Миновав полянку, мы свернули влево и немного погодя совсем для меня неожиданно вышли на просеку.
Я люблю просеки — светлые лесные улицы. Они всегда возникают перед взором неожиданно: бредешь, бредешь знойным полднем по лесу, и вдруг перед тобой открывается широкая прогалина — вся насквозь пронизанная солнцем и запахами горячей хвои.
Сейчас, правда, было прохладно и пасмурно, и все же просека купалась в мягком зеленовато-опаловом свете. Сильно пахло мокрым горьковатым полынком.
— Давайте-ка передых устроим, — сказал лесник.

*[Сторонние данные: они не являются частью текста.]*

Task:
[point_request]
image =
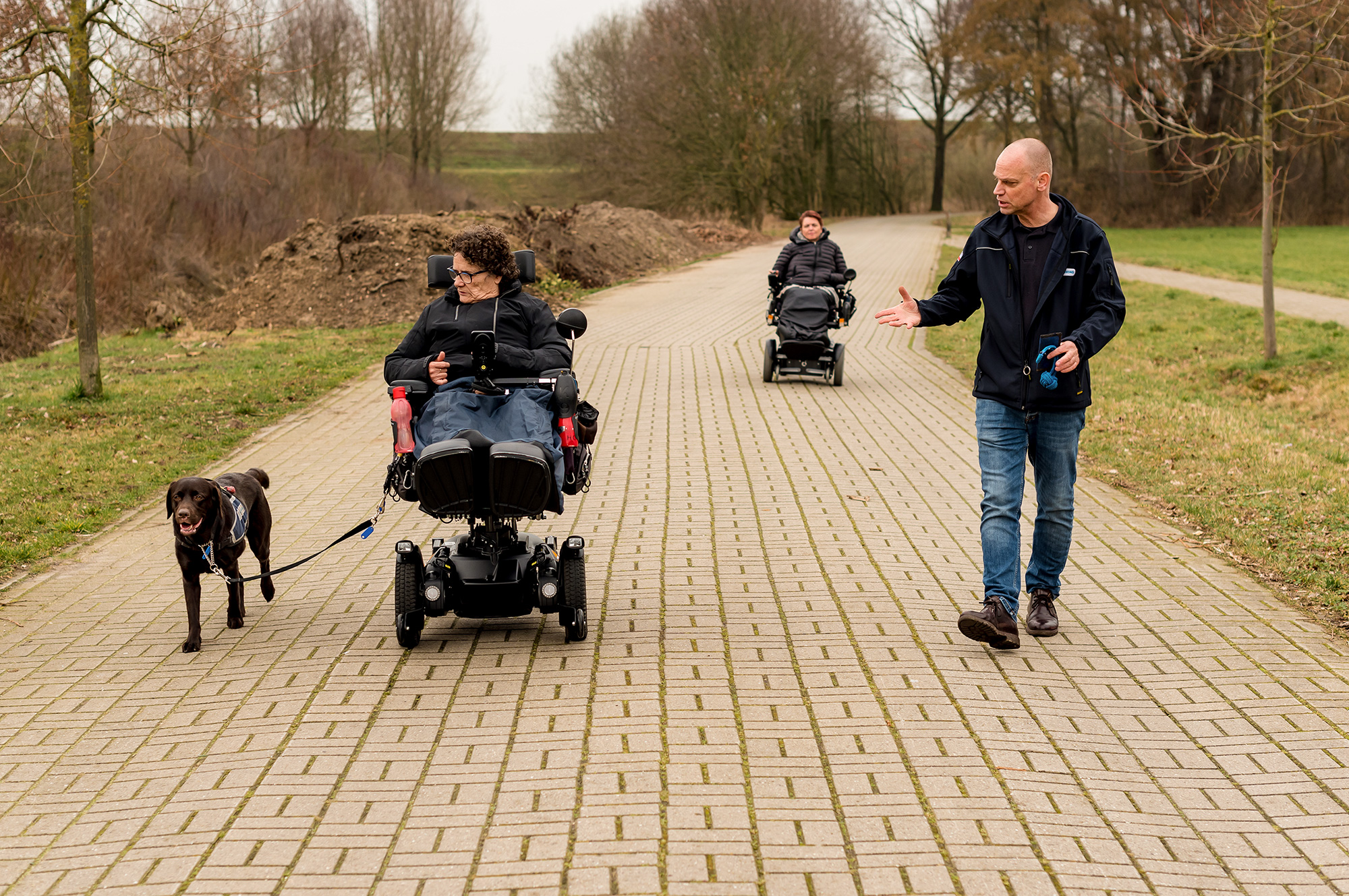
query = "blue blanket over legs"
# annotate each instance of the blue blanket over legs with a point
(525, 415)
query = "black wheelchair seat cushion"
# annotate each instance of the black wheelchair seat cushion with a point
(803, 350)
(521, 477)
(446, 478)
(805, 313)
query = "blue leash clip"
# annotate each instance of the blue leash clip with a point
(1049, 378)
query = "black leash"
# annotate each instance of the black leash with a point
(365, 528)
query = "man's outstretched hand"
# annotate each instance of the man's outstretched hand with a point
(903, 315)
(1068, 357)
(439, 370)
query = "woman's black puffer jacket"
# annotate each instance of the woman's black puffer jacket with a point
(809, 264)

Он стоял с непокрытой головой, вытирая с лица испарину. И был он, оказывается, совсем молодым, большелобым, чуть-чуть рыжеватым. Лишь брови — густые, кустистые, черные, до странности не шли ему.

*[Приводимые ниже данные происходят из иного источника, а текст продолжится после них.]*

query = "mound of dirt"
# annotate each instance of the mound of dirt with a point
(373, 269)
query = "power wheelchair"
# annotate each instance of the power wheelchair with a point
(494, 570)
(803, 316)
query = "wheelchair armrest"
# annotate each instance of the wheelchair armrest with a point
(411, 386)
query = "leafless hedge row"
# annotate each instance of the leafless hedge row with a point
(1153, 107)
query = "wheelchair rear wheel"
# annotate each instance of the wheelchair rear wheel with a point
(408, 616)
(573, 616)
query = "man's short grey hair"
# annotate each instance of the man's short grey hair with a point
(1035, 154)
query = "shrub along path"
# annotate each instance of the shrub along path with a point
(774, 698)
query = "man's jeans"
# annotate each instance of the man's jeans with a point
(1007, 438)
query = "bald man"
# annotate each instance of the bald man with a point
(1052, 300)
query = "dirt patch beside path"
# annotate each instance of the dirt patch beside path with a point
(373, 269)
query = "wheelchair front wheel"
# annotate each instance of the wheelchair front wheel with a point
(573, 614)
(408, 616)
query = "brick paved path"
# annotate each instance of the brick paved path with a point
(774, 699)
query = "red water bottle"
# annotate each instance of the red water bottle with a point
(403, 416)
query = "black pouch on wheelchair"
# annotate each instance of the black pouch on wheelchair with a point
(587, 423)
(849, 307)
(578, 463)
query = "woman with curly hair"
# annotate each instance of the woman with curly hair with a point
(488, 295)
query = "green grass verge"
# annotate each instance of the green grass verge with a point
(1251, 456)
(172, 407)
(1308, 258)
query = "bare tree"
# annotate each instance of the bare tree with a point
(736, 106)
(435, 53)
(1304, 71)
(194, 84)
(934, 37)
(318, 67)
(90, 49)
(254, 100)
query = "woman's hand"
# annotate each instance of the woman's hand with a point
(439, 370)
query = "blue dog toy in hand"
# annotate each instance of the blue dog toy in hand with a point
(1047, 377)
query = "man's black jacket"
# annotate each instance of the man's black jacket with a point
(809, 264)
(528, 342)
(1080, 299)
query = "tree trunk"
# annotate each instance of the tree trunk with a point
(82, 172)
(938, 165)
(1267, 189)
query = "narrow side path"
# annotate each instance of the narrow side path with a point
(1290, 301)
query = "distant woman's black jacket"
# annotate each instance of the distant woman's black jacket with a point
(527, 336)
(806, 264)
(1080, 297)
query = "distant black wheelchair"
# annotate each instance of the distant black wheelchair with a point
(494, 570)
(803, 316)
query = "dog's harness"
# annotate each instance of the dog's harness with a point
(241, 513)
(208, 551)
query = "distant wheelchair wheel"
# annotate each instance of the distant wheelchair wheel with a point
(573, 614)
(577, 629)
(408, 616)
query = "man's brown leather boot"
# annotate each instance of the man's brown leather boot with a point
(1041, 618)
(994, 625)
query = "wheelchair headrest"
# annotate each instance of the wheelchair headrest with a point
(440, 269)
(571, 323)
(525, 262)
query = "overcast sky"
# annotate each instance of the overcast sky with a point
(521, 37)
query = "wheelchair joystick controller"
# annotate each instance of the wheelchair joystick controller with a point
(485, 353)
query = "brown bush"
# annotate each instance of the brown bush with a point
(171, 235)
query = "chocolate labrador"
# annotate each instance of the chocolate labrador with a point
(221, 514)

Долговязый лосенок, всю дорогу неотступно ковылявший за нами по пятам, тоже остановился. Светлые его бока с коричневыми подпалинами совсем ввалились. Малыш, видно, сильно ослаб: он уж давно перестал скулить.
Вертя в руках гремяще-жесткий картуз, лесник задумчиво протянул:
— Придется телка на кордон брать. У меня матушка козу с козлятами держит… да вот беда: не допрыгает он до кордона, хоть и недалече тут… Эх, ты, будущий великан!
Красные обветренные губы лесника тронула улыбка — поразительно застенчивая и добрая, как-то не приставшая к этому нескладному человеку, час назад показавшемуся мне не в меру подозрительным и угрюмым.
— Вы меня проводите? — помолчав, спросил лесник. — Я бы и один, да ружье вот, елки-палки…
— Пожалуйста, — согласился я, все еще не понимая, зачем ему нужен сопровождающий.
— У нас и обогреетесь, — говорил он, снимая с плеча ружье с нацеленными в землю воронеными стволами. — Незаряженное оно. Да все равно вниз стволами сподручнее.
Принимая от лесника двустволку, я сказал шутливо:
— Ох, и грозный же у вас видик был… когда я на вас наткнулся!
— Тиранят тут разные несознательные к природе элементы. Столько я с ними крови попортил.
Лесник шагнул к лосенку, выставив вперед руку — ладонью вверх. Тот весь задрожал, запрядал ушами, но с места не стронулся.
— Не бойся, глупышенька, не бойся, — так вот приговаривая, лесник не спеша приблизился к малышу. Ласково коснулся пальцами шоколадного ремешка на загривке лосенка, присел перед ним на корточки. А потом решительно и крепко взял лосенка за трясущиеся ноги, сунул ему под брюхо голову и, крякнув, встал.
— Подались! — хрипло бросил лесник.
Вскоре показался и кордон с немногочисленными постройками. Возле избы, громыхая цепью, надрывалась в яростном лае овчарка. Но стоило прикрикнуть на собаку появившейся из сеней женщине — такой же нескладной и высокой, как и сам лесник, и она приумолкла, завиляла куцым хвостом.
Войдя в огороженный жердями загон, лесник опустил на землю лосенка.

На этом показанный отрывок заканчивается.